Often we say, "I hope this works!" What would be more accurate in
some situations would be to say, "I wish this will work!" The reason
that is more accurate is that we don't really have faith that the car
will start. We don't believe it will start, but we are going to put the
key in and turn it anyway because we were told to try that. I believe
that at that point, we have faith in the process and not faith in the
car or we have no faith and are being forced to perform an action we
don't really believe will result in the car starting. We are really
wishing the car will start because we don't believe it will happen.
So,
faith is future when we have hope that the source of our faith will
come through for whatever it is we are hoping for. When we have hope for
something, that means that we really have faith that that thing will
come about. Faith is the expression of our future hope. All hope is
future.

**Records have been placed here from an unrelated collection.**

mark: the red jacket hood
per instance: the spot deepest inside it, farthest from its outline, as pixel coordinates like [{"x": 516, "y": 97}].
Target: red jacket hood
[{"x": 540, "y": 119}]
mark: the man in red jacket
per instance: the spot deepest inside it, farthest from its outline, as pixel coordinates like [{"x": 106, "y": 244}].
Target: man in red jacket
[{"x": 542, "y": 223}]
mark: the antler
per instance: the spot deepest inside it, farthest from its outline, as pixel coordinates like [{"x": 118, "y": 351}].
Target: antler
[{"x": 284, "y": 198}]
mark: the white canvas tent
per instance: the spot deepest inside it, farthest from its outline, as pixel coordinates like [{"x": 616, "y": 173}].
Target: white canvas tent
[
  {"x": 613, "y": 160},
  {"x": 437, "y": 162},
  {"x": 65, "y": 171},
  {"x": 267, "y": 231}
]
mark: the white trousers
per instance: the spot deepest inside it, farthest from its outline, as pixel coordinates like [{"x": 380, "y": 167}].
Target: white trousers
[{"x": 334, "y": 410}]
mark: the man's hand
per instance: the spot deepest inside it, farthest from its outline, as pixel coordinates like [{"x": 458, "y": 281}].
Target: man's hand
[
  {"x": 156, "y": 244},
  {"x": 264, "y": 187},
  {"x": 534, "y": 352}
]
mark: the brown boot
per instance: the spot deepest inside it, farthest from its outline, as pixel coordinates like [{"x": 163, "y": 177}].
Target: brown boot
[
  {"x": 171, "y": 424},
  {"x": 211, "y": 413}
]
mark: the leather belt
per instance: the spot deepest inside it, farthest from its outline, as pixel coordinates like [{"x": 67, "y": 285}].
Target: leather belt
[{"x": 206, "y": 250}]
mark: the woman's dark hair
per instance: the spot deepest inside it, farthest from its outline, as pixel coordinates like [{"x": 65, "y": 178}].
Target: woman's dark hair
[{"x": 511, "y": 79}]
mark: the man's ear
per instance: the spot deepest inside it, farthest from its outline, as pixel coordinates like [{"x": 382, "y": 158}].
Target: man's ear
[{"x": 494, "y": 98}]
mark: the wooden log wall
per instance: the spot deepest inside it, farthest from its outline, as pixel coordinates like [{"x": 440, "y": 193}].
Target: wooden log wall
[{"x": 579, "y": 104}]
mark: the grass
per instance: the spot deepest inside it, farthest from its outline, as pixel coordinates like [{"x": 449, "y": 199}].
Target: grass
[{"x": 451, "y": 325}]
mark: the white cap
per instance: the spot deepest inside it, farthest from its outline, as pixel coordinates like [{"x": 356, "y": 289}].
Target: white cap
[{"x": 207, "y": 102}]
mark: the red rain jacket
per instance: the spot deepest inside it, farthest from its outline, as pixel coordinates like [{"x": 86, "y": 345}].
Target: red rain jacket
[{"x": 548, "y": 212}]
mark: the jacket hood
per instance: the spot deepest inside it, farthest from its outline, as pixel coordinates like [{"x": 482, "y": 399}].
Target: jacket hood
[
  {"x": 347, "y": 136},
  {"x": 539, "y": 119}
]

If you already have what you are hoping for, you are not really
hoping for it - it is already yours.
If we hope the car
will start, then we express our hope by our exercise of faith in the
car and the whole process that got the car where it is by moving from
this moment in time, to the time we turn the key in the ignition.
It
is natural and even spiritual, that, if we have no hope, we have no
faith to express towards the thing we are wishing for. But, if we have
hope, we express it by the actions that result from our faith.
Before I took the car in to the mechanic. I tried to start it, wishing it would start. I didn't believe it would, but I didn't want to take it to the mechanic. I just wanted it to start.
After I took the car to the mechanic, I tried to start it, hoping that it would start. I believed it would start because I believed the mechanic knows more about the car than I do.